Итак, связь между философским порядком и политическим порядком ведет к обнаружению истины в виде бесконечной негативности. Здесь можно привести, очень схематично, три определения негативной истины в революционной ситуации:

Историческое и временное измерение

Само-основание режима свободы, разрушение и устранение абсолютистского и теократического режима, превратившегося в «Старый режим», требуют отрицательной работы, которая не может быть ни по-настоящему автономной (ведь она является реакцией на пережитки абсолютизма), ни объективным и спонтанным историческим движением. Поэтому негативная работа, являющаяся одновременно и пережитком прошлого, и зерном будущего, обращается на самое себя и становится бесконечной и беспредельной. В силу парадоксальности преобразования сама революция, то есть настоятельность этой работы, становится у якобинцев принципом действия и источником

141

легитимности. Введение временного разрыва, который по делению, является неустойчивым и неабсолютным, создает зону неразличенности между прошлым и настоящим (или будущим).

Эпистемологическое измерение

В поисках основополагающей истины революционные политики поворачиваются лицом к «народу», к «нации». Идентификация, иначе говоря, миметическая связь этих политиков с народом, нарушает эпистемологическую схему «внутренний субъект/внешний объект», восходящую к номиналистической и экспериментальной науке. Бесконечный поиск и провокация естественной истины накладываются на рефлексивную ситуацию двух «зеркал», в которой вопрос адресуется самому вопросу, а желание направлено только на желание. Смешение субъективности и объективности, внутреннего и внешнего ведет к смешению и неразличению слов и вещей. Например, физическое уничтожение «лицемеров» не обнаруживает никакой скрытой истины, поскольку смерть не говорит. То, что парижане (во время погромов сентября 1792 года) вырывают половые органы у принцессы де Ламбаль, не упраздняет символического воспроизводства Старого порядка, равно как и казнь Людовика XVI не отменяет идеи абсолютной власти. Симметричным образом, как это точно заметил Гегель, само слово «смерть» [der Tod] не обнаруживает никакой истины, оно становится пустым слогом [eine blose Silbe] — физической вещью, которая является результатом научной диссекции и остается, однако, абсолютно немой. Истина — как предел разрушения — оказывается развоплощена.

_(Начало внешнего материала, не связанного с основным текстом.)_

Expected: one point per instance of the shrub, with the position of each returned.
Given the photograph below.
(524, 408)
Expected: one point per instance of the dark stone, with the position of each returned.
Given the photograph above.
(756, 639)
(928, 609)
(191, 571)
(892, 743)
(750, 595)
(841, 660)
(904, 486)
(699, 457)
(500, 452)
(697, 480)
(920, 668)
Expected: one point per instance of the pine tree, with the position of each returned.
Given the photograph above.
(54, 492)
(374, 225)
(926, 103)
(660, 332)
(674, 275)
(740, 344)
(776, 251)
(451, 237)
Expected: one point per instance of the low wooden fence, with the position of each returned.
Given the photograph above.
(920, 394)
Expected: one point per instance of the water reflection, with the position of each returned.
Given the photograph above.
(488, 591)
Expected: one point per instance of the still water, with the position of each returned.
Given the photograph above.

Социально-политическое измерение

Сама эпистемологическая структура определяет тупики, в которые заводит предприятие учреждения сообщества. Отказ от трансцендентного принципа, объединявшего и структурировавшего общество, ведет к тотальной и безоглядной взаимной идентификации различных слоев общества, в частности правителей и «народа». Идентификация означает, что Другой (или Другие) скрывает свою истину: он есть истина, и тем не менее он ее скрывает. К тому же идентификация является неограниченным отношением: разделяе-

142

мая между двумя субъектами идентичность мешает установить точные границы того и другого. Кроме того, идентификация всегда амбивалентна. Другой является и источником твоей истины, и соперником, угрожающим твоей идентичности. Речь не только о том, чтобы подчиниться Другому, но и о том, чтобы вырвать у него секрет, спровоцировать его на то, чтобы он его открыл, или даже принести его в жертву, дабы извлечь на свет то, что остается — после изъятия его существования — от вашей общей истины. Таким образом, мимесис включает в себя не только имитацию, но и агоническое столкновение.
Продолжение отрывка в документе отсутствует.